A Script by Jerry A. Robbins
After her mother’s death, a reclusive young woman finds her lost father and must now have the courage and conviction to share her world with a man she has been raised to hate.
Amalia Harris has always felt there were missing pieces to her life.
Abandoned by her father at birth and raised by her mother, Amelia is adrift in the world. Her only anchors are her husband David and her son Oliver. David, a minister’s son, is both a lawyer and a social worker and devotes his life to solving other people’s problems. He understands Amelia, but her deep focus on what seems missing in her life is causing problems with what she already has — she is shutting out the very ones closest to her.
Shortly before her mother’s death, Amelia sends in a DNA sample to an ancestry website and weeks later is contacted by Tyler, her half-brother, who sets up a meeting with her father Charlie.
It is an emotional reunion. During the next few days, she struggles to understand his underlying pain from three short marriages. Charlie, meanwhile, has his own idea of what Amelia’s life should be like. He wrongly accuses David of having an affair with a female client, but then finds himself attracted to the very same woman. While they clean out her mother’s house, Amelia learns that it was her mother who took her and left Charlie and that they were never divorced. She gains the courage to say to her father, “It was not your fault.”

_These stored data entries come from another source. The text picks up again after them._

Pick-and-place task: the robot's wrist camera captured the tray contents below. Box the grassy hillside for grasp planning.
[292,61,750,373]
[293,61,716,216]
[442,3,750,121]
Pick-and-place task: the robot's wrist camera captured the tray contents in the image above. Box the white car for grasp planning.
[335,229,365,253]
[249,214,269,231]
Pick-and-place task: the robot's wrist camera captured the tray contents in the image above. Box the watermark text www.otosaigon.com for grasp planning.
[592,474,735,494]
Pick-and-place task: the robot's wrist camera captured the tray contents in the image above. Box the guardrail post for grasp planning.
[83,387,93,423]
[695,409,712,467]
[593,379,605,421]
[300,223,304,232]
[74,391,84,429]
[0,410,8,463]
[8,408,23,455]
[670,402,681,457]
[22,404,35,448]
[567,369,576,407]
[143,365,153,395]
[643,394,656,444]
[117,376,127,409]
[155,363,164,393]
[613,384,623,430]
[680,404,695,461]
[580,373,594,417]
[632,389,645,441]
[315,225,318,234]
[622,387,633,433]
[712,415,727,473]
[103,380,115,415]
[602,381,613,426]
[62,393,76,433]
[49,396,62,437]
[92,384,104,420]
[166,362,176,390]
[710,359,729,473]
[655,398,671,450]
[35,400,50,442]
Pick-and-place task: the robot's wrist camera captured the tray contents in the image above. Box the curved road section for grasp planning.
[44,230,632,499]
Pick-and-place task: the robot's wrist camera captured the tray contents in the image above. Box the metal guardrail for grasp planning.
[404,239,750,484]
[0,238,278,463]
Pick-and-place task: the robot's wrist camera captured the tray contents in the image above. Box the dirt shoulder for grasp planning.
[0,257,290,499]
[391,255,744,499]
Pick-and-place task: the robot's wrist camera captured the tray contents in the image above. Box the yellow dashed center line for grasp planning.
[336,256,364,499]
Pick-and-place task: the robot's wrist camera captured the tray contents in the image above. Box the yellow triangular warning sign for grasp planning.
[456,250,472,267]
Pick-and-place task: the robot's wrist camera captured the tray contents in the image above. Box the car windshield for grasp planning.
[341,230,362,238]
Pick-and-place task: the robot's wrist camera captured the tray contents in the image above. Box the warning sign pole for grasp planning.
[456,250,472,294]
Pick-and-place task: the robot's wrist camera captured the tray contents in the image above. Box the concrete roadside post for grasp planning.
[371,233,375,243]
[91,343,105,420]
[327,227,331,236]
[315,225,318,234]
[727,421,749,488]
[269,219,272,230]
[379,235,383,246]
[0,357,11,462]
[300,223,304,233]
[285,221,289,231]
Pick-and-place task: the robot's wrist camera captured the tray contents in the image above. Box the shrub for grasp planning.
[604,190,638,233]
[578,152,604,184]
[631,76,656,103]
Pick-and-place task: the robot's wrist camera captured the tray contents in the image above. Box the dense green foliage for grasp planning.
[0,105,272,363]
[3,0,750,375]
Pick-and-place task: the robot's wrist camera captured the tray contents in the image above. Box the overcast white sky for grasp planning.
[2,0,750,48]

Then one day Amelia’s son Oliver doesn’t come home from school.
Amelia is with Charlie when she gets the news. He’s determined to support her, but when she goes out to her mother’s barn, she is taken hostage by Jeff Perry, the husband of David’s female client. He has beaten up his wife and may have taken the kids. She talks him into giving himself up to the police. The kids are found safe with one of their friends, and Amelia and the family can finally plan for Christmas.
Charlie’s other children arrive, and on Christmas Day, the newly-joined family comes together in celebration.